Die Gegensätze fallen schnell ins Auge. Während die GMD mit Standorten in Berlin, Darmstadt und Sankt Augustin gerade mal 180 Millionen Mark im Jahr umsetzt, sind es bei den 47 Fraunhofer-Instituten mehr als 1,3 Milliarden. Zwei Drittel der Gehälter für die mehr als 9000 Fraunhofer-Mitarbeiter fließen aus privaten Kassen - Ergebnis einer marktorientierten Forschung. "Wir nützen der Wirtschaft und bringen Arbeitsplätze", meint Fraunhofer-Präsident Hans-Jürgen Warnecke. Die FhG erwartet vom Fusionspartner einen privaten Finanzierungsanteil von mindestens 40 Prozent. "Damit drücken die uns an die Wand", schimpft Berthold Butscher vom GMD-Institut "Focus" in Dahlem. Er verweist darauf, dass sich trotz Grundlagenforschung viele kleine Kommunikationsfirmen im Umfeld der GMD gründeten. Gerade in Adlershof komme es zur Vernetzung von Unternehmen mit der Wissenschaft. Bei einer "feindlichen Übernahme" der GMD durch die FhG kämen diese Firmen unter die Räder. Er befürchtet auch, dass einige Standorte des Juniorpartners von der Schließung bedroht sein könnten. Die Abwicklung von unrentablen Instituten im Zuge der Fusion schloss Bulmahn jedoch in einer E-Mail an die GMD-Forscher aus: "Beide Einrichtungen müssen sich weiterentwickeln."

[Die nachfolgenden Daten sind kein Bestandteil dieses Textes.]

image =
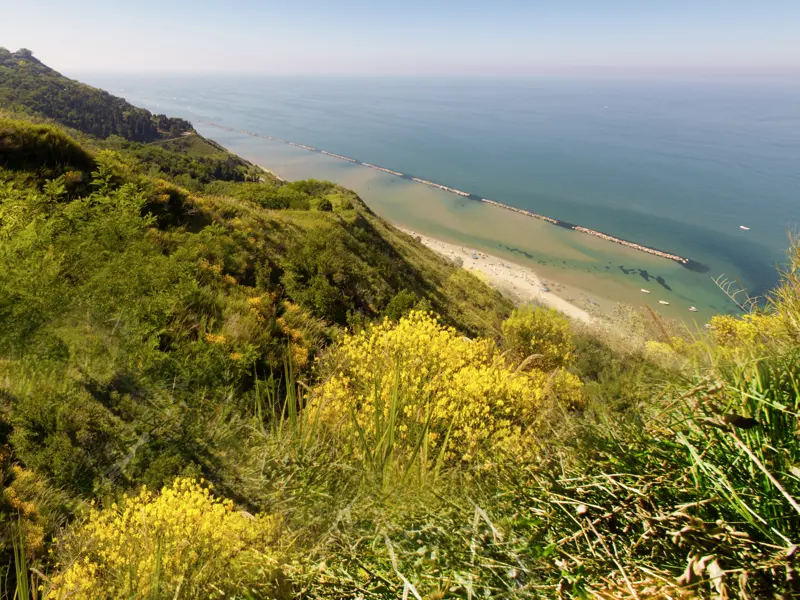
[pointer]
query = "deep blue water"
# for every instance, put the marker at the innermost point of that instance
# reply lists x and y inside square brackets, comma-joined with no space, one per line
[677,165]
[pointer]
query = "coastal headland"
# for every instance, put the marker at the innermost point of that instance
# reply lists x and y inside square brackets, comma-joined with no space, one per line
[683,261]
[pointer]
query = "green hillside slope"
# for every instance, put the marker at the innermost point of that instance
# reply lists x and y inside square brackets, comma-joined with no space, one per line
[29,85]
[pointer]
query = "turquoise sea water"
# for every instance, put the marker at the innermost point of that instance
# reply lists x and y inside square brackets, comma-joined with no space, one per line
[677,165]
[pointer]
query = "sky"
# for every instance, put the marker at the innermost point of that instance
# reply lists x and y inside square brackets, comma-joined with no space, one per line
[425,37]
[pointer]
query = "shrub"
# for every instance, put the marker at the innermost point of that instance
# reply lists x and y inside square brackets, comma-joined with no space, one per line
[542,331]
[182,541]
[400,304]
[750,330]
[430,389]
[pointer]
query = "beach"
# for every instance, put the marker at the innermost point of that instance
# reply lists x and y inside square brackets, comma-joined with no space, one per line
[520,283]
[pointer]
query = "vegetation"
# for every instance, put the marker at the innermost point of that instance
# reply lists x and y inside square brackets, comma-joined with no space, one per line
[214,383]
[29,85]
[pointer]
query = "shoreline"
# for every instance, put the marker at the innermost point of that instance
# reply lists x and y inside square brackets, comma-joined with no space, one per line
[520,283]
[683,261]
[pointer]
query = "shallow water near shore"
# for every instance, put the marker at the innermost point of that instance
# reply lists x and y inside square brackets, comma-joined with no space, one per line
[674,165]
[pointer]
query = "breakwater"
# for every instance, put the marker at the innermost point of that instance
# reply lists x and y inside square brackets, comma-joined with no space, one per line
[687,262]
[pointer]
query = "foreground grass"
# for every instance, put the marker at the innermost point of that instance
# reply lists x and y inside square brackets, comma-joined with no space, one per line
[358,446]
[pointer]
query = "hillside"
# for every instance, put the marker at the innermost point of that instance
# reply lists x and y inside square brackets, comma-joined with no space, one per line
[215,383]
[29,85]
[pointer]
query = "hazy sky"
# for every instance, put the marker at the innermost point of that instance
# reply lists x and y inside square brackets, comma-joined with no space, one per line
[408,37]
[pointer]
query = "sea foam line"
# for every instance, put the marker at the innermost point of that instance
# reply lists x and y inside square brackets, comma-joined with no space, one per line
[578,228]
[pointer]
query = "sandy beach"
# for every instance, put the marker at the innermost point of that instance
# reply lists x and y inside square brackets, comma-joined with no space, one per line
[518,282]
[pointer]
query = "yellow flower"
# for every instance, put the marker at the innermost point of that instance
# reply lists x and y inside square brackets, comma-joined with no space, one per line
[200,544]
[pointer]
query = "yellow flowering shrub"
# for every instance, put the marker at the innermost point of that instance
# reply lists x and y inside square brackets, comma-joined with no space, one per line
[19,496]
[541,331]
[440,383]
[183,541]
[748,330]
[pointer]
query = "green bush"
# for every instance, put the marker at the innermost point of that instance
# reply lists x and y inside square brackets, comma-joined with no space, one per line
[541,333]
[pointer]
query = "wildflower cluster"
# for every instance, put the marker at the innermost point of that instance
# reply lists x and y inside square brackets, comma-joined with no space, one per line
[18,496]
[427,381]
[183,540]
[542,332]
[751,330]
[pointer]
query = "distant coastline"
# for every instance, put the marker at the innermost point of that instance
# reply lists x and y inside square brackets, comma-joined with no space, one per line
[686,262]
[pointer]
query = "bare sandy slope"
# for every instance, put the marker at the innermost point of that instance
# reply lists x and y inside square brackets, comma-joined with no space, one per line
[520,283]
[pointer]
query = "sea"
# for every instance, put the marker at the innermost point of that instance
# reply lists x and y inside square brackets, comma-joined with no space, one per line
[678,164]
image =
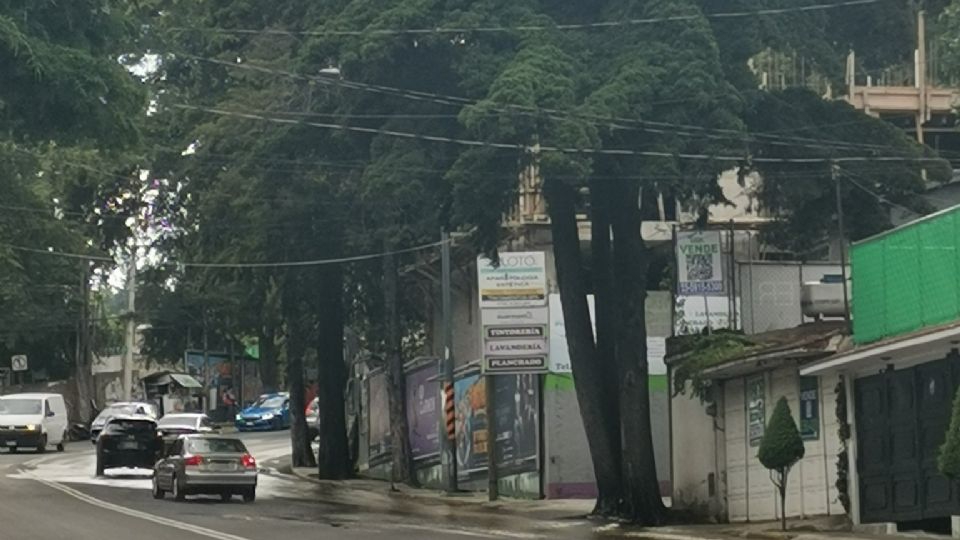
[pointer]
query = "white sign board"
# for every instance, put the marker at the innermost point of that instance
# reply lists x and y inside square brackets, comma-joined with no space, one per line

Der Bundestag will sich mit der Sache beschäftigen. Trotz des wachsenden politischen Drucks scheint die Fusion kaum aufzuhalten. Am heutigen Freitag wird der GMD-Aufsichtsrat über ein Zusammengehen bis zum 1. Januar 2002 entscheiden. Am Dienstag folgt das Aufsichtsgremium der FhG. Bulmahns Staatssekretär Uwe Thomas, der als treibende Kraft der Fusion gilt, dürfte sich im GMD-Aufsichtsrat auf die Vertreter der Bundesländer verlassen können. Die Stimme aus dem Berliner Senat, vertreten durch Wissenschaftsstaatssekretär Josef Lange, hält sich bedeckt. In Berlin gibt es drei Fraunhofer-Institute und zwei von der GMD. Lange will lieber keine Stellungnahme abgeben, um "nicht Öl ins Feuer zu gießen". Er weiß, dass der Kampf schnell zum Politikum geraten könnte. Butscher hat dagegen seine Hoffnung auf ein Scheitern noch nicht aufgegeben: "Auch bei der Dresdner und Deutschen Bank ist die Sache in letzter Minute noch geplatzt."